Funding remains the sticking point. An ASCE analysis showed that it would cost nearly $4.6 trillion to repair’s the countries bridges, dams, and sewage systems. 

“Infrastructure is a good talking point. But then to actually do something about it is extraordinarily difficult, not only politically, but logistically and financially,” says Joseph Kane, a Brookings Institution senior policy analyst.

The bills also languish because of the infighting between the nearly 20 industries that fall under the broad umbrella of infrastructure.

“There are such vast needs across multiple modes, just within the machinations of Congress,” says Jake Varn, a policy analyst at the Bipartisan Policy Center. “It’s a very complicated process to cobble together a bill that addresses highways and water systems and broadband and transit.”

‘Fix the Damn Roads’

While the presidential hopefuls may be largely ignoring infrastructure, some down-ballot candidates have recently demonstrated how to use it effectively on the campaign trail. Democrat Gretchen Whitmer won the 2018 Michigan gubernatorial race largely on her platform to “Fix the Damn Roads.” A promise to resolve traffic issues propelled Democrat Danica Roem to the Virginia House of Representatives in 2017.

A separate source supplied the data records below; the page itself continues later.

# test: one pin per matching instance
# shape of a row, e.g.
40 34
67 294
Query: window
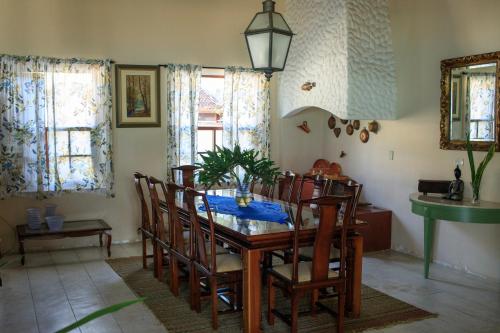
70 125
210 109
56 133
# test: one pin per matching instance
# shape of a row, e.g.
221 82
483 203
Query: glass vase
475 195
243 195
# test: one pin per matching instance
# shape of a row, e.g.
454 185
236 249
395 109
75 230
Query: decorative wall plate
304 127
332 122
356 124
364 135
373 126
349 129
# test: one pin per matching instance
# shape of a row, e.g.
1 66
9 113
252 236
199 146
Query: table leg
108 244
355 292
21 250
428 240
252 286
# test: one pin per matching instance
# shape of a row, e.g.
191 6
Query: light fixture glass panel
259 49
261 21
279 22
280 48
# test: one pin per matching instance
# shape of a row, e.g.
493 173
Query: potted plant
477 175
221 165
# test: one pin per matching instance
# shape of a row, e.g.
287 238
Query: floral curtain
183 91
55 126
482 106
246 110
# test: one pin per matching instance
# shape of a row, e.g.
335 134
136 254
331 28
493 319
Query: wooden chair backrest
286 185
318 181
175 225
200 254
349 187
158 221
139 180
186 173
327 230
265 189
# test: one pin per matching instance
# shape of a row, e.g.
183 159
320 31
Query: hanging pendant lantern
268 40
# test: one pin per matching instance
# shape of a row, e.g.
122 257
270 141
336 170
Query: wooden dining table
255 237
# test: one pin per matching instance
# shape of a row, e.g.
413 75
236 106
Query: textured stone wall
345 47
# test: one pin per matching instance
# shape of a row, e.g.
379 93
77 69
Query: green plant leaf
482 166
471 159
99 313
220 165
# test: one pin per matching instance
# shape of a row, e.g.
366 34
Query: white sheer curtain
183 94
246 110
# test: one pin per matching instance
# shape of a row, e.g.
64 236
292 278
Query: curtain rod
207 67
165 65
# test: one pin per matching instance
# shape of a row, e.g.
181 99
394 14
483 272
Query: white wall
425 32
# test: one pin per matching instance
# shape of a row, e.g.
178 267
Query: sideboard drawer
377 234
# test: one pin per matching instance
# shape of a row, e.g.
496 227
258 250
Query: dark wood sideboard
377 234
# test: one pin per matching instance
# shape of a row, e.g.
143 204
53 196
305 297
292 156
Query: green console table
433 208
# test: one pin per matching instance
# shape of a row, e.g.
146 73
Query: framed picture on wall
138 96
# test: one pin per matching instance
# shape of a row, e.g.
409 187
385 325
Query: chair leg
294 319
144 252
192 286
196 291
159 263
155 258
214 298
341 309
174 276
239 294
270 299
314 300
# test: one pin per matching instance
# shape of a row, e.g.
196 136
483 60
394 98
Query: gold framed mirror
470 101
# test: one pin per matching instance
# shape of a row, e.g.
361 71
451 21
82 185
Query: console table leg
428 240
21 250
108 245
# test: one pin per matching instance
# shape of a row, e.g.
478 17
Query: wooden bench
81 228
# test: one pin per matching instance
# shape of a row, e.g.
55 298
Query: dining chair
184 173
180 241
298 278
162 244
286 186
146 228
350 187
321 186
219 269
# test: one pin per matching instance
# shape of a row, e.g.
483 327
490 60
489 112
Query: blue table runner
257 210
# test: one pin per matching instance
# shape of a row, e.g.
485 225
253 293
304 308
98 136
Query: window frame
214 129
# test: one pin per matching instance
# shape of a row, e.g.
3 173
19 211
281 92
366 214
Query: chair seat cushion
285 271
308 252
228 262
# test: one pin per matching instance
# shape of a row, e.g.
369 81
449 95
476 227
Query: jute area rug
378 309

Voters respond best when candidates emphasize how infrastructure impacts their daily lives, as with commutes or drinking water. But its wide reach expands its relevance, says Mr. Varn.

“Infrastructure is an intersectional issue: It impacts education; it impacts housing; it impacts climate,” he says. “I think a lot of candidates are picking one big plank issue that they’re hoping to get voters to focus on, and they’re interweaving their infrastructure proposals through those lenses.” Indeed, many of the more ambitious plans to address climate change – such as the one put forward by Washington Gov. Jay Inslee – do tackle infrastructure as part of that agenda.

Ultimately, what becomes politically relevant depends on who takes up a given issue and how much bandwidth voters have to process the message, says Ms. Stoker.

“You have to have clear policy proposals, you have to have clear points of delineation between the parties, and all of that has to take time to develop,” she says. “And it’s competing with everything else for people’s attention.”